Mathematical Logic is a subfield of mathematics exploring the applications of formal logic to mathematics. It bears close connections to metamathematics, the foundations of mathematics, and theoretical computer science


The unifying themes in mathematical logic include the study of the expressive power of formal systems and the deductive power of formal proof systems. 


Since its inception, mathematical logic has both contributed to, and has been motivated by, the study of foundations of mathematics. This study began in the late 19th century with the development of axiomatic frameworks for geometry, arithmetic, and analysis. In the early 20th century it was shaped by David Hilbert's program to prove the consistency of foundational theories. Results of Kurt Gödel, Gerhard Gentzen, and others provided partial resolution to the program, and clarified the issues involved in proving consistency. Work in set theory showed that almost all ordinary mathematics can be formalized in terms of sets, although there are some theorems that cannot be proven in common axiom systems for set theory. Contemporary work in the foundations of mathematics often focuses on establishing which parts of mathematics can be formalized in particular formal systems (as in reverse mathematics) rather than trying to find theories in which all of mathematics can be developed. 

 

2. Set Theory

Set Theory is a branch of mathematical logic that studies sets, which informally are collections of objects. 

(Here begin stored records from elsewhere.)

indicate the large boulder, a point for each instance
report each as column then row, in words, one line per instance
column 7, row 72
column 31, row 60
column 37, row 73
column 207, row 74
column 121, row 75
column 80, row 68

Although any type of object can be collected into a set, set theory is applied most often to objects that are relevant to mathematics. The language of set theory can be used in the definitions of nearly all mathematical objects. From set theory's inception, some mathematicians have objected to it as a foundation for mathematics. The most common objection to set theory, one Kronecker voiced in set theory's earliest years, starts from the constructivist view that mathematics is loosely related to computation. A different objection put forth by Henri Poincaré is that defining sets using the axiom schemas of specification and replacement, as well as the axiom of power set, introduces impredicativity, a type of circularity, into the definitions of mathematical objects. Category theorists have proposed topos theory as an alternative to traditional axiomatic set theory. Topos theory can interpret various alternatives to that theory, such as constructivism, finite set theory, and computable set theory. Topoi also give a natural setting for forcing and discussions of the independence of choice from ZF, as well as providing the framework for pointless topology and Stone spaces. An active area of research is the univalent foundations and related to it homotopy type theory. Here, sets may be defined as certain kinds of types, with universal properties of sets arising from higher inductive types. Principles such as the axiom of choice and the law of the excluded middle appear in a spectrum of different forms, some of which can be proven, others which correspond to the classical notions; this allows for a detailed discussion of the effect of these axioms on mathematics.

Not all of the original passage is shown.